Am Ende bleibt nichts als Enttäuschung

Die Zwickauer Rollis hätten den Sack im Kampf um den Klassenerhalt in der Bundesliga zubinden können. Aber zu viele individuelle Fehler kosteten den möglichen Sieg.

Mosel.

Die Rollstuhlbasketballer des BSC Rollers Zwickau haben am Samstag das zweite Spiel der Abstiegsrunden, der sogenannten Play-downs, in buchstäblich letzter Sekunde gegen die Rhine River Rhinos aus Wiesbaden mit 61:62 (15:10, 33:30, 48:42) verloren. Entsprechend angefressen war der Zwickauer Trainer Marco Förster nach der Partie. "Wir haben den Gameplan gut umgesetzt, aber am Ende einfach zu viele überhastete und dumme Fehler gemacht", so Förster.

Dabei sah bis zum Schluss alles nach einem Sieg für Zwickau aus. Anders als beim vergangenen Aufeinandertreffen Ende Januar stand der BSC defensiv stabiler. "Ich habe die komplette Verteidigung umgestellt, und wir haben uns auch offensiv dem Gegner angepasst. Umso bitterer ist das Endergebnis", so Förster. Seinem Team gelang es mehrmals, die Partie mit neun oder zehn Körben Vorsprung anzuführen. "Ich habe das ganze Spiel nicht dran geglaubt, dass wir es verlieren. Selbst beim 50:50 dachte ich: Das kriegen wir schon noch hin", so der Trainer.

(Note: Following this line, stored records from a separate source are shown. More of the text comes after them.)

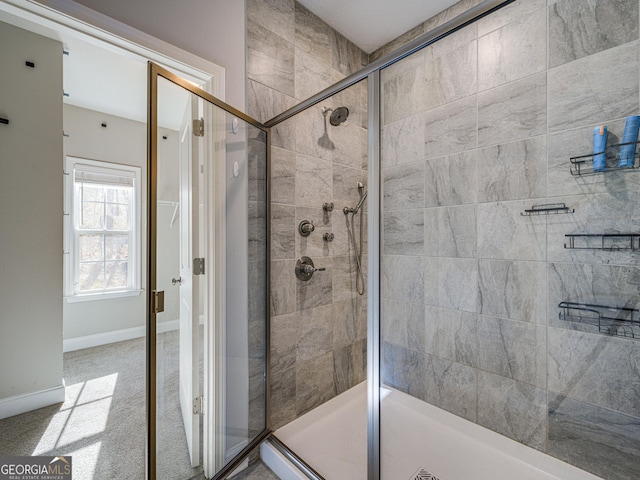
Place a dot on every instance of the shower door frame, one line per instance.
(374, 205)
(155, 72)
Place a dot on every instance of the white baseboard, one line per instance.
(27, 402)
(281, 466)
(78, 343)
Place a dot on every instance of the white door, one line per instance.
(189, 286)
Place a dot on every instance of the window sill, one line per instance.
(88, 297)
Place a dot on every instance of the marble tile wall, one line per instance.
(477, 128)
(318, 328)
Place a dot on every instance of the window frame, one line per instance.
(72, 233)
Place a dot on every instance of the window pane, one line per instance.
(117, 217)
(117, 247)
(90, 192)
(117, 194)
(91, 248)
(116, 274)
(91, 276)
(92, 215)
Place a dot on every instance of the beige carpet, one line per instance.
(102, 424)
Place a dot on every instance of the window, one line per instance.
(103, 228)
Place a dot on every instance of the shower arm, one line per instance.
(347, 210)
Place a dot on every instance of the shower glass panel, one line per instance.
(210, 206)
(509, 267)
(319, 325)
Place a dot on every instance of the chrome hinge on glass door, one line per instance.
(198, 405)
(198, 127)
(158, 301)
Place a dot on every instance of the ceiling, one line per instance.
(371, 24)
(100, 78)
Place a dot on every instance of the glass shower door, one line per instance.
(208, 281)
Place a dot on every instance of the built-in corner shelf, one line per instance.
(547, 209)
(614, 242)
(615, 321)
(583, 164)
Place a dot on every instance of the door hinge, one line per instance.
(158, 301)
(198, 127)
(198, 266)
(198, 405)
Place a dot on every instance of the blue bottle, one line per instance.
(599, 148)
(628, 152)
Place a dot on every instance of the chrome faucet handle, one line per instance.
(305, 228)
(305, 269)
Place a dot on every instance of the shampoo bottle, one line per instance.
(599, 148)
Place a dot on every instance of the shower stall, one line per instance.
(499, 324)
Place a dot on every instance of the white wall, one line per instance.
(211, 29)
(30, 215)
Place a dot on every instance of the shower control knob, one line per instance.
(305, 269)
(328, 237)
(305, 228)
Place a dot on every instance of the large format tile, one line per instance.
(275, 15)
(594, 89)
(514, 51)
(270, 59)
(506, 234)
(451, 283)
(314, 383)
(578, 29)
(451, 128)
(451, 335)
(312, 35)
(402, 278)
(284, 332)
(450, 231)
(508, 348)
(451, 386)
(403, 369)
(314, 181)
(512, 289)
(517, 410)
(595, 439)
(403, 232)
(349, 366)
(403, 324)
(451, 180)
(513, 111)
(403, 92)
(513, 171)
(451, 68)
(283, 291)
(402, 141)
(311, 75)
(596, 369)
(403, 186)
(315, 333)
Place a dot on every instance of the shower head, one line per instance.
(338, 116)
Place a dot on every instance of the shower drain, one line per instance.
(422, 474)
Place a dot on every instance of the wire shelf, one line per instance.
(547, 209)
(613, 242)
(583, 164)
(614, 321)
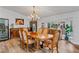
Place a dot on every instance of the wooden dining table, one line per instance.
(40, 37)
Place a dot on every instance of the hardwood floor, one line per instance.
(13, 46)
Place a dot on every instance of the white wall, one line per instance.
(74, 16)
(8, 14)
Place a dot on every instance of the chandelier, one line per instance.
(34, 15)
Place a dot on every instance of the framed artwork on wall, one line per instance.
(4, 29)
(33, 26)
(19, 21)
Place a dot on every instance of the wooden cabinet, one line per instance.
(14, 33)
(33, 25)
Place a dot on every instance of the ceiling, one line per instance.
(43, 11)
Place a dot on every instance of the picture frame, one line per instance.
(19, 21)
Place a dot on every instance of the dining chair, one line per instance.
(43, 31)
(25, 41)
(55, 39)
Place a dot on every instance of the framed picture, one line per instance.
(33, 26)
(19, 21)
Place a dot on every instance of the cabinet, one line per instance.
(14, 32)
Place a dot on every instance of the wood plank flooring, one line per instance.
(13, 46)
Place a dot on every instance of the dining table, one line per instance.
(41, 37)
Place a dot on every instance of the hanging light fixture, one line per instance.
(34, 15)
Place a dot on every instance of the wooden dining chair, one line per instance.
(43, 31)
(55, 39)
(25, 41)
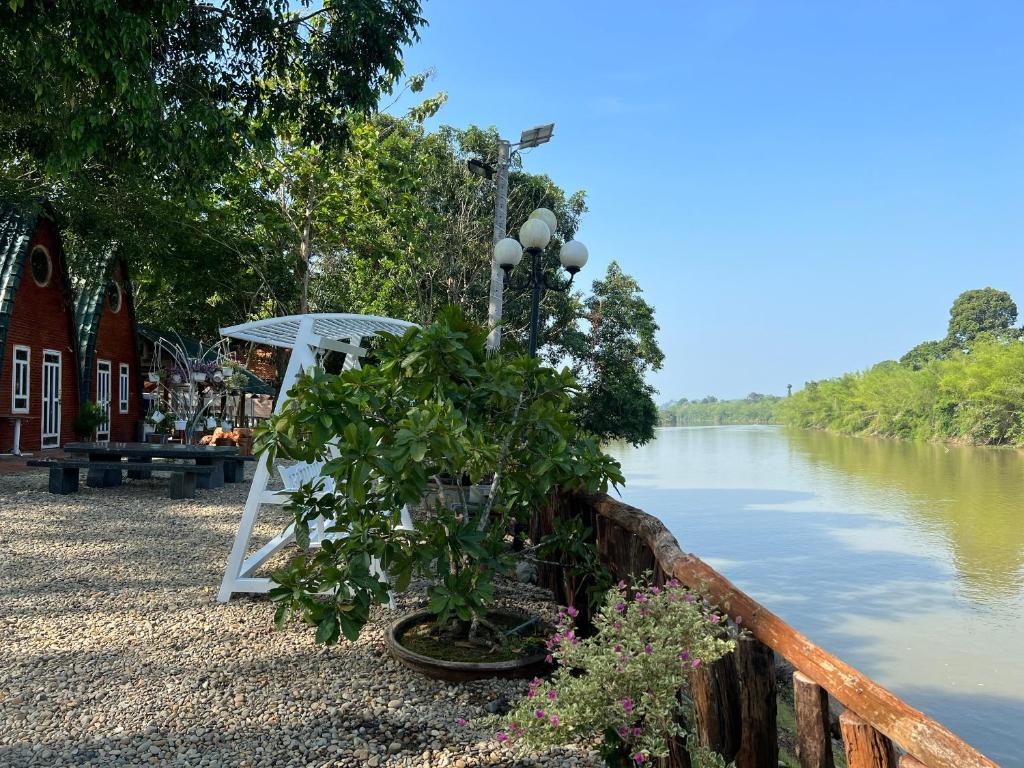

Die Wiesbadener erwiesen sich allerdings als widerstandsfähig. So kämpften sie sich immer wieder gefährlich nah an die Zwickauer heran, ohne jedoch die Führung übernehmen zu können. Mit einem vermeintlich komfortablem Vorsprung von sechs Zählern ging es in das letzte Viertel. Das war dann nichts für schwache Nerven. Die Rhinos erzielten Treffer um Treffer, wogegen der BSC zu viele Chancen liegen ließ. "Heute hätten wir einfach nicht verlieren dürfen. Wir haben zu viele individuelle Fehler gemacht. Da hat uns die Ruhe gefehlt", sagte BSC-Spieler Frank Oehme nach der Partie. Für Oehme war es das erste Spiel vor heimischer Kulisse, nachdem er sich vor einem Monat, im Spiel gegen Iguanas München, im Gesicht verletzt hatte. Sein Comeback hatte er sich selbstverständlich anders vorgestellt. "Wir wollten heute alles klar im Abstiegskampf machen", so Oehme.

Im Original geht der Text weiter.